第一夜

雨が降り続いている。窓辺から空を見上げる女性はどこか物憂げな表情を浮かべているように見えた。
真新しい金貨のように美しい髪は無造作に下ろされ、すっきりとした女の輪郭を縁取る。

「ラウラ」

男が名前を呼ぶ。彼女が長年行動を共にする元帥、クロス・マリアンである。

「どうしたの。クロス」

喧騒を嫌う彼が、酒を嗜んでいるときに話し掛けてくることはあまりない。何かあったのだろうか。

「アレンがいなくて寂しいか?」

どうやら自分の心の内はバレていたらしい。ついこの間、彼が教団本部へ送ったアレン・ウォーカーは3年以上寝食を共にしてきた。世話の焼ける彼がいなくなってしまうと、どこか落ち着かない気分になる。

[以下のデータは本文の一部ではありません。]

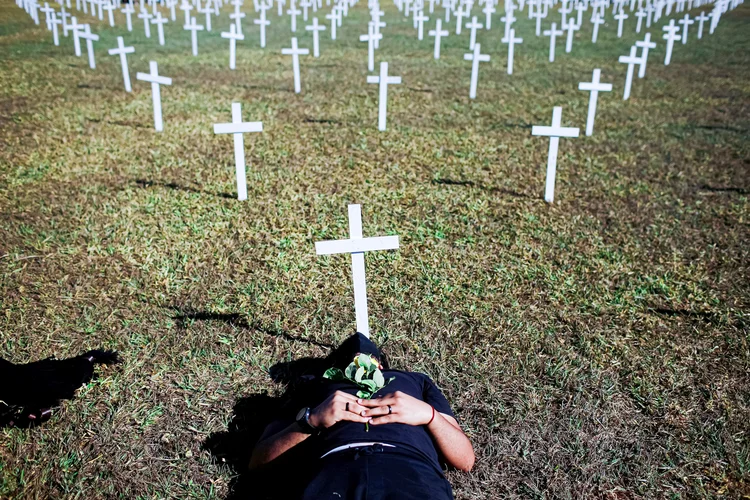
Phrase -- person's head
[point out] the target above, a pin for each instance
(353, 346)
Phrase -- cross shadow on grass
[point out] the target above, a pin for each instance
(172, 185)
(233, 447)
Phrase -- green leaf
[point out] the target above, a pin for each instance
(351, 370)
(359, 374)
(370, 384)
(333, 374)
(365, 361)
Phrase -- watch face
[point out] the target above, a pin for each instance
(301, 414)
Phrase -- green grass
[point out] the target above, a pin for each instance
(593, 348)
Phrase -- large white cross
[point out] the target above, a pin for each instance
(334, 17)
(620, 16)
(685, 22)
(54, 21)
(597, 21)
(511, 41)
(237, 128)
(475, 57)
(76, 34)
(123, 52)
(316, 29)
(473, 26)
(294, 12)
(631, 60)
(90, 39)
(594, 86)
(571, 29)
(262, 22)
(438, 33)
(146, 16)
(670, 36)
(295, 52)
(155, 79)
(356, 245)
(159, 21)
(194, 29)
(370, 38)
(421, 18)
(702, 18)
(384, 80)
(645, 44)
(233, 36)
(554, 133)
(552, 33)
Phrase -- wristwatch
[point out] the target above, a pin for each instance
(303, 421)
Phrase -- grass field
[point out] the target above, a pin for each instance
(594, 348)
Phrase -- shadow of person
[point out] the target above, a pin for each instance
(251, 414)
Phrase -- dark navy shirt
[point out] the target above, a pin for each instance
(416, 439)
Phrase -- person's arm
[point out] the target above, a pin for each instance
(280, 436)
(450, 440)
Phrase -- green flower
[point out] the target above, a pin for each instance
(362, 372)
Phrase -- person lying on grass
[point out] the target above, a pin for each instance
(389, 446)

「少しだけよ。クロスが勝手に送るから私は別れの挨拶だって出来てないもの」

クロスの横暴は昔からだが、まさか何も言わずにアレンを教団へ送るとは思わなかった。

「態々お前が挨拶してやるほど、彼奴は成長しちゃいねえよ」
「そういう事じゃないのだけれど…」

相変わらず厳しい男だ。人情の低さで言えば、あの元死刑囚とそう変わらないのではないだろうか。